The secret gems behind building container images, Enter: BuildKit & Docker Buildx

Photo by CHUTTERSNAP on Unsplash

The secret gems behind building container images, Enter: BuildKit & Docker Buildx

Featured on Hashnode

Abstract

Containers are a part of our life right now, and until recent years our knowledge is only limited to Docker itself. Because it handles everything for us, it provides a high-level language, Dockerfile, where you construct your image, and it can quickly run the given container image with a single line of command. However, after its first release, there was a need for an open-source community, so Docker initiated an umbrella project named Moby. Under that project, Docker separated itself into many parts, such as containerd for the container runtime and the BuildKit project as an alternative to Docker build engine.

In this post, we will be outlining what BuildKit history. Then, in the following parts, we will show the internal components of BuildKit. Next, we will demonstrate how a user can interact with BuildKit, and we will discuss the benefits of using BuildKit in container image building.

History

Screen Shot 2022-03-24 at 12.04.11.png

Long story short, it all started with the tweet above. We’ll be explaining what we need to know about the history of the BuildKit project through this tweet.

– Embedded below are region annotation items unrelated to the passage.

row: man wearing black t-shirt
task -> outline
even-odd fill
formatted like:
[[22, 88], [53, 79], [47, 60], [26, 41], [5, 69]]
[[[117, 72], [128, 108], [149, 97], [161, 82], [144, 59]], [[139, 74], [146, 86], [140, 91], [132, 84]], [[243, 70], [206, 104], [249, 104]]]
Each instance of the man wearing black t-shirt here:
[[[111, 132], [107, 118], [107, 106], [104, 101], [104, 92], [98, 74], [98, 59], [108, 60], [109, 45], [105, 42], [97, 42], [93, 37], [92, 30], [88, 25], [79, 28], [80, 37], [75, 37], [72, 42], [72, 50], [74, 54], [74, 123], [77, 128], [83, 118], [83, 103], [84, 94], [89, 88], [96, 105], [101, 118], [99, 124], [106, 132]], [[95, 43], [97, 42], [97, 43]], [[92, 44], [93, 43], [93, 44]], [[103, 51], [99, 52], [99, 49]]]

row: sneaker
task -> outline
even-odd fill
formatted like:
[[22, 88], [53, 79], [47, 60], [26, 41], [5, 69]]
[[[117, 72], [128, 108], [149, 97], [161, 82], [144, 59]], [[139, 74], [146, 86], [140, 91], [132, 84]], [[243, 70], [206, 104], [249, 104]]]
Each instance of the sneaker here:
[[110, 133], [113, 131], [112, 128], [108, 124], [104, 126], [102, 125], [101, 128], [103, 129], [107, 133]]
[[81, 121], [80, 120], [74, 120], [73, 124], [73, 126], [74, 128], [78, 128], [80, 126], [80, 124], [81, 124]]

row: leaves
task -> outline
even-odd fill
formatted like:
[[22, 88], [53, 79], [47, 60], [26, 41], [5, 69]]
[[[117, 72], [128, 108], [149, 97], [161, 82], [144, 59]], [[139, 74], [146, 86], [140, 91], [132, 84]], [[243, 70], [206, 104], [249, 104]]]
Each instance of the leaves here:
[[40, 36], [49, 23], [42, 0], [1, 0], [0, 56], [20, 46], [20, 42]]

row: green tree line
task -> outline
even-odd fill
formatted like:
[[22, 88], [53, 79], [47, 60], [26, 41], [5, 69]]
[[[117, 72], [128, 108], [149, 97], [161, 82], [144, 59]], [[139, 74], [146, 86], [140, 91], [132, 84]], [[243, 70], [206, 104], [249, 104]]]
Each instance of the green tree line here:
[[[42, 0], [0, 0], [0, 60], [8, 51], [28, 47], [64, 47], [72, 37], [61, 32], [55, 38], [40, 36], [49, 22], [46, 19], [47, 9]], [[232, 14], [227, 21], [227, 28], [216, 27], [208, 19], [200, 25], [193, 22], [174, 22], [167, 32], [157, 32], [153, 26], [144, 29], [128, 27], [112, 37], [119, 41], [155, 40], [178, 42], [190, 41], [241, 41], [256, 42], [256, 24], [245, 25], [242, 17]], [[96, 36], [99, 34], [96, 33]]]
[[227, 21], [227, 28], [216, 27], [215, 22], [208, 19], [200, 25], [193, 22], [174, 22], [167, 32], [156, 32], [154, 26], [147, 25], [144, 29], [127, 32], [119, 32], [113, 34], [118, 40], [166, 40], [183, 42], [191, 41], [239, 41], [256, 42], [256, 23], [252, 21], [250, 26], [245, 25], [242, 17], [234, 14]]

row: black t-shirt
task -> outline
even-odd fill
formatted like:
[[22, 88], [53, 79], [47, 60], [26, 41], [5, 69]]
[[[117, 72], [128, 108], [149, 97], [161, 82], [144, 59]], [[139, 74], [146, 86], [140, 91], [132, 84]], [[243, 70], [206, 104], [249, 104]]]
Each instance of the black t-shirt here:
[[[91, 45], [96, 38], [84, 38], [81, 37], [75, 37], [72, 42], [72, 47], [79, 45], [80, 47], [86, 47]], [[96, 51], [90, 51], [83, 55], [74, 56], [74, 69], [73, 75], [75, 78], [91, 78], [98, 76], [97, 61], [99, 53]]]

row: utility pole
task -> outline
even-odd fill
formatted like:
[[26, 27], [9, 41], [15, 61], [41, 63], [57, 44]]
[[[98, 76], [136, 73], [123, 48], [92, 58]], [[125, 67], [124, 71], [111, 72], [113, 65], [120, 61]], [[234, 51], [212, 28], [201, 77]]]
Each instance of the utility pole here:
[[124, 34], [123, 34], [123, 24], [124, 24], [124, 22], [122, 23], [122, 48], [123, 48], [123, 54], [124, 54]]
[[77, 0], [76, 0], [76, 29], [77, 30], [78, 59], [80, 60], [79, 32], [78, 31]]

First and foremost, we should talk about the Moby Project, the hidden gem behind Docker’s success.

The Moby Project is a new open-source project to advance the software containerization movement and help the ecosystem take containers mainstream. - Introducing Moby Project

Docker was born as a monolithic application. The Docker engine was responsible for doing all of the containerization work, such as creating and running containers, pulling images from registries, managing data, etc. With the release of Docker engine v1.11, the monolith has been decoupled into independent components, which caused Moby to be spun out. More basically, you can think Moby project as an R&D lab as Solomon Hykes said to experiment, develop new components, and collaborate with the ecosystem on the future of container technology by providing a comprehensive library to the contributors.

The next important thing we should mention is the person who is the primary developer of the BuildKit project, and it is safe to say that he is the person who made it all happen, basically, Tõnis Tiigi. So I highly recommend following him to keep up-to-date with the recent changes and updates about the BuildKit and Buildx projects. He is also writing excellent blog posts on his Medium account.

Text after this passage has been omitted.